Deze motie is voorgesteld door het lid Klein. Naar mij blijkt, wordt de indiening ervan voldoende ondersteund. 

Zij krijgt nr. 242 (31066). 

De heer Groot (PvdA):

Voorzitter. De Belastingdienst staat aan de vooravond van een grote reorganisatie. Tegelijkertijd weten we dat de werkgelegenheid in kwetsbare regio's gevaar loopt ondanks het economisch herstel. Dan is het zaak om in een vroeg stadium te kijken hoe zo veel mogelijk banen behouden kunnen worden voor die regio's. Vandaar de volgende motie. 

Motie

De Kamer, 

gehoord de beraadslaging, 

constaterende dat de Belastingdienst aan de vooravond staat van een grote reorganisatie; 

overwegende dat er als gevolg van deze reorganisatie 5.000 banen dreigen te verdwijnen bij de Belastingdienst; 

overwegende dat het verdwijnen van banen in regio's met een eenzijdige economische structuur en lage werkgelegenheid relatief grote gevolgen heeft; 

verzoekt de regering, bij de uitvoering van de reorganisatie voorrang te geven aan het behoud van banen in regio's die te maken hebben met krimp en lage werkgelegenheid, 

en gaat over tot de orde van de dag. 

De voorzitter:

Deze motie is voorgesteld door de leden Groot en Schouten. Naar mij blijkt, wordt de indiening ervan voldoende ondersteund. 

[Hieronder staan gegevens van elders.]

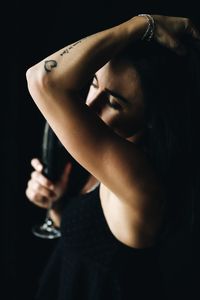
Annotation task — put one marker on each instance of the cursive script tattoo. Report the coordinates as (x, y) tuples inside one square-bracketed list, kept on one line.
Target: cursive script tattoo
[(67, 50), (49, 65)]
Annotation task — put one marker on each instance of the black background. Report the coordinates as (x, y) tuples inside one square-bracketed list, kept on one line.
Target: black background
[(30, 32)]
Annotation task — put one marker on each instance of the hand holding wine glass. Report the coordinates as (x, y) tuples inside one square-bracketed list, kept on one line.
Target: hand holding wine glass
[(48, 183), (42, 191)]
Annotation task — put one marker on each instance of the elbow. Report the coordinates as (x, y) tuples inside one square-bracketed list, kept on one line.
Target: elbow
[(33, 76), (36, 81)]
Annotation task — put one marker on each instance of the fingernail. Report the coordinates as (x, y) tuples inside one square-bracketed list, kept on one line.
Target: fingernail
[(39, 168), (51, 187), (182, 50)]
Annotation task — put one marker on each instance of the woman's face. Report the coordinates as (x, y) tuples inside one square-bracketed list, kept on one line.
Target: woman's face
[(116, 96)]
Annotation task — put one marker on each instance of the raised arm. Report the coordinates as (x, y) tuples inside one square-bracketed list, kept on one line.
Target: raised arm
[(55, 84)]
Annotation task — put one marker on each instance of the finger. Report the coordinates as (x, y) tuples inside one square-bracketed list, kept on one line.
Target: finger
[(41, 190), (169, 41), (41, 179), (36, 164), (37, 199)]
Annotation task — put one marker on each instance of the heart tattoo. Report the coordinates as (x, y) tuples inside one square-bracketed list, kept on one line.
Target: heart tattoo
[(49, 65)]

Zij krijgt nr. 243 (31066). 

De heer Groot (PvdA):

Ik heb nog een slotvraag aan de staatssecretaris. Er gaan geruchten dat er in Apeldoorn sprake zou zijn van gedwongen ontslagen bij de Belastingdienst. Staat dat niet haaks op de aankondiging dat gedwongen ontslagen niet aan de orde zijn bij de Belastingdienst? Graag een bevestiging van de staatssecretaris dat hiervan geen sprake kan zijn. 

De voorzitter:

Ik schors de vergadering voor enkele ogenblikken totdat alle moties aan de staatssecretaris zijn overhandigd. 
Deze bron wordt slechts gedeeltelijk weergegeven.